Schweikart wrote, "During the campaign, FDR, a man whose presidency would feature by far the largest expansion of the federal government ever, called for a balanced budget and accused Hoover of heading the 'greatest spending Administration in all our history.'"
Obama's stimulus bill sets frightening new records for federal spending. But while campaigning, he said, "I'm running for president because I believe we can choose our own economic destiny to go another four years with the same reckless fiscal policies that have busted our budget, wreaked havoc in our economy, and mortgaged our children's future on a mountain of debt; or we can restore fiscal responsibility in Washington."

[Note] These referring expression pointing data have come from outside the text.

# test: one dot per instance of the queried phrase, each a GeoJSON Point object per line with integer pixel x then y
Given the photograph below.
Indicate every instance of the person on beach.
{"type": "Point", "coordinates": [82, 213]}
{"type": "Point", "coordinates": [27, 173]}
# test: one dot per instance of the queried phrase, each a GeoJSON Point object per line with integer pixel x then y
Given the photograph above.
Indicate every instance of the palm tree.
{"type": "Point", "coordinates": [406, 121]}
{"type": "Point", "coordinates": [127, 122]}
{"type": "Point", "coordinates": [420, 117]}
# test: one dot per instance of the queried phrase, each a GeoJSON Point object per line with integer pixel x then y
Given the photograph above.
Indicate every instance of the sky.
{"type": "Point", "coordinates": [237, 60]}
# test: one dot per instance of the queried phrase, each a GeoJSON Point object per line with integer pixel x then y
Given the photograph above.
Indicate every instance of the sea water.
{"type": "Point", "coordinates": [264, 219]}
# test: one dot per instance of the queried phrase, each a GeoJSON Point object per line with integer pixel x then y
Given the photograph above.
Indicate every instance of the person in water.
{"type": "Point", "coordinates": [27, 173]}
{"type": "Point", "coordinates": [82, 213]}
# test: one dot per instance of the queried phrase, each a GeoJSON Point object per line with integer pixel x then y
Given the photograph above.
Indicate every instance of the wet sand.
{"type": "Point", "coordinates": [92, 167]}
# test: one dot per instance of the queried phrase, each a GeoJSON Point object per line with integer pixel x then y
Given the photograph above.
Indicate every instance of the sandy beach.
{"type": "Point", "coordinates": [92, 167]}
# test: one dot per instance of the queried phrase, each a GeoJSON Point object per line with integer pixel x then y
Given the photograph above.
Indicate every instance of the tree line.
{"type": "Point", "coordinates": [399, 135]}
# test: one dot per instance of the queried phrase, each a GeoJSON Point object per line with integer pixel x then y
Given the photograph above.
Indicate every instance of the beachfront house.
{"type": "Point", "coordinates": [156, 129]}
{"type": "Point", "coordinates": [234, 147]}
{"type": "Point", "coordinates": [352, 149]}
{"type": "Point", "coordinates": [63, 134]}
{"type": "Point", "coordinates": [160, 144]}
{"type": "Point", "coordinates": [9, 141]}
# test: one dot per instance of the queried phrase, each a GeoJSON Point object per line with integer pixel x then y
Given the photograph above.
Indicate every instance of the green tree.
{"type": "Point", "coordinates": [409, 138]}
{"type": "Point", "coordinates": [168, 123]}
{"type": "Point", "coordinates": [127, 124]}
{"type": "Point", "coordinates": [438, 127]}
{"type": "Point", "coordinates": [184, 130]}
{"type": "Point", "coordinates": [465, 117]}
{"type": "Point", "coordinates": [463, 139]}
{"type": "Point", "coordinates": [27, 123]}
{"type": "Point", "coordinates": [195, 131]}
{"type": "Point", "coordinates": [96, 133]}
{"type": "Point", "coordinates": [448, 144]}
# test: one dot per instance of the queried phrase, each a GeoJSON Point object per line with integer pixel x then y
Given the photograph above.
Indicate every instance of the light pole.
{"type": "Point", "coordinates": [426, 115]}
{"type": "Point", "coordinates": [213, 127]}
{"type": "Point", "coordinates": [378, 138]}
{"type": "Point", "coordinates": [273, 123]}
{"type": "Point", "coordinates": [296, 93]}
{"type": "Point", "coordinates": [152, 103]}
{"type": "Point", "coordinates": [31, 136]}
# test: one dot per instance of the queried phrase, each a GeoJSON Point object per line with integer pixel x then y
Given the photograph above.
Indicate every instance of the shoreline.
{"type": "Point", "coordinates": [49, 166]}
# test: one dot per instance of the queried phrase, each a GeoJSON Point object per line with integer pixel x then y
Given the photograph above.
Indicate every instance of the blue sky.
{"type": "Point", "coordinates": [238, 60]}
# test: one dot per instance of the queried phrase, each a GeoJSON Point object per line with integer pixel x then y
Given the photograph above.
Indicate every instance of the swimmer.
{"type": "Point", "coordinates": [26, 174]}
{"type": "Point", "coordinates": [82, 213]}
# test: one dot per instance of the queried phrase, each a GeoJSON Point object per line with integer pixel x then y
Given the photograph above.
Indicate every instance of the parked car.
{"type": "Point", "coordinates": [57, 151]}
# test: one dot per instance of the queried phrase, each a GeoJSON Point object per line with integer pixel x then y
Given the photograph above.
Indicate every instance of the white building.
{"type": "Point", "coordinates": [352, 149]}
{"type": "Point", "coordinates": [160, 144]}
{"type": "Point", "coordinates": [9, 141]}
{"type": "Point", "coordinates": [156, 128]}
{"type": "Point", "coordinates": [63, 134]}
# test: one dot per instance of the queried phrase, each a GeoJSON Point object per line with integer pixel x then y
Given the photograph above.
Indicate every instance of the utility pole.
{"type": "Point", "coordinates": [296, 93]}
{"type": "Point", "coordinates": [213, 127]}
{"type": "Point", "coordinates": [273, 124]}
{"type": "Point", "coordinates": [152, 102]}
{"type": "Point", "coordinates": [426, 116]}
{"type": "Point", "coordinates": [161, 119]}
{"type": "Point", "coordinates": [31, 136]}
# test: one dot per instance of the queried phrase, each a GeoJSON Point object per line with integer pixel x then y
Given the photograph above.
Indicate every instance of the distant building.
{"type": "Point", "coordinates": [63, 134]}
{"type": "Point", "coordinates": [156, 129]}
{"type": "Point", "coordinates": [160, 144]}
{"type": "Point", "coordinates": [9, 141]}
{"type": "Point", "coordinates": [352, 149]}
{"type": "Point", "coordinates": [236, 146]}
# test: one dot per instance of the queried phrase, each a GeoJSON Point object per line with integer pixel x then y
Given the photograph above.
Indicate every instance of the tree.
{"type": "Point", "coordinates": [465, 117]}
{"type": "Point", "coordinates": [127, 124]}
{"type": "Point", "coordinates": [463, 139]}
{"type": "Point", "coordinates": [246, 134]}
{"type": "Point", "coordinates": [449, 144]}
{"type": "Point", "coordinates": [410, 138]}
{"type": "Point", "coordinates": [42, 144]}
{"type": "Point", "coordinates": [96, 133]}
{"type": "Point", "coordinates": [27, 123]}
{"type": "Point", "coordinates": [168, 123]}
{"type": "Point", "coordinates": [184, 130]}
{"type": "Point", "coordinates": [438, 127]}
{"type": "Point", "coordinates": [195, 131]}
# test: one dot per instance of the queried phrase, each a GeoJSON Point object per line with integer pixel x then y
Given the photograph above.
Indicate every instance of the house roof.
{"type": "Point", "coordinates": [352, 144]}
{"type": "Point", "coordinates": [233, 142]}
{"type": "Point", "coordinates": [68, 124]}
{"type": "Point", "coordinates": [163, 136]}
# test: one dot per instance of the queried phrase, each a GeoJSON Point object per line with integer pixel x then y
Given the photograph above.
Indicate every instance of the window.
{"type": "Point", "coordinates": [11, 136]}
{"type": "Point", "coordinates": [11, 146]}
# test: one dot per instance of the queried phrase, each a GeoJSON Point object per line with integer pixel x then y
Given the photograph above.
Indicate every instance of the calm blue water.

Schweikart wrote, "Roosevelt heaped dishonor on the defeated Hoover, denying him even a Secret Service guard out of town."
At Obama's inauguration, his supporters booed, heckled and chanted tauntingly at President George W. Bush. Obama went to dinner during President Bush's farewell speech and repudiated the Bush era in his inaugural address and on his new White House Web site.
Schweikart wrote, "Roosevelt hoped to capitalize on the terrifying collapse of the economy to bulldoze through a set of policies that fundamentally rearranged the business and welfare foundations of American life." He continued, "Above all emergency measures needed to be done quickly before opposition could mount to many of these breathtaking challenges to the Constitution."
When Obama peddled panic to rush his bill through Congress, he heeded this advice from Rahm Emanuel: "Never allow a crisis to go to waste. They are opportunities to do big things." The Heritage Foundation's Robert Rector said Obama's stimulus bill "will overturn the fiscal foundation of welfare reform. For the first time since 1996, the federal government would begin paying states bonuses to increase their welfare caseloads." Obama regards this legislation as just the first step ("a down payment") in his mission to restructure the American economy.Schweikart chronicled the liberal historians' view that FDR "saved capitalism from itself by entrenching a number of regulatory measures and social programs that kept the market economy from its own 'excesses.'" Rexford Tugwell, FDR's assistant secretary of agriculture, exposed the "myths" of laissez-faire, saying: "The jig is up. There is no invisible hand. There never was. Virtually all of the New Dealers shared, to one degree or another, a distrust of business and entrepreneurship that they thought had landed the nation in its current distressed condition. The administration's aims were crudely simple: 'One objective (of New Deal power policy) was to enlarge the publicly owned sector of the power industry as a means of diminishing private control over the necessities of life.'"
Today Obama trashes capitalism while pretending not to and without naming it specifically, but only as "an economic philosophy that has failed." Likewise, Obama's Democrats intend to curb capitalism's "excesses" and punish Wall Street "greed" through such measures as imposing caps on executive bonuses. It's also undeniable that they are wildly expanding the public sector at the expense of the private sector.
According to Schweikart, most of FDR's "Brain Trust" subscribed to the Keynesian premise that government spending would spur demand and thus pull a nation out of a depression. Few were troubled by the fact that this hadn't worked in Britain. A number of these "Keynes acolytes" sought "to ensure that federal spending was transformed 'from a temporary expedient to a permanent institution of government.'"
Finally, Schweikart related that FDR adviser Raymond Moley "was 'impressed by the scantiness of (FDR's) precise knowledge of things that he was talking about (and) by the immense and growing egotism that came from his office."
Obama has sometimes revealed himself to be similarly uninformed on matters about which he has revealed an inflexible certainty, such as the complexities and consequences of closing Gitmo. Attorney Debra Burlingame attended Obama's meeting with families of terrorist victims, where he tried to justify his decision to drop charges against the USS Cole bomber. She said Obama said the right words in general, but when it came to specifics, he was "uncertain, uninformed and sometimes just plain mistaken." In addition, many have begun to comment on Obama's egotism, some even calling it narcissism.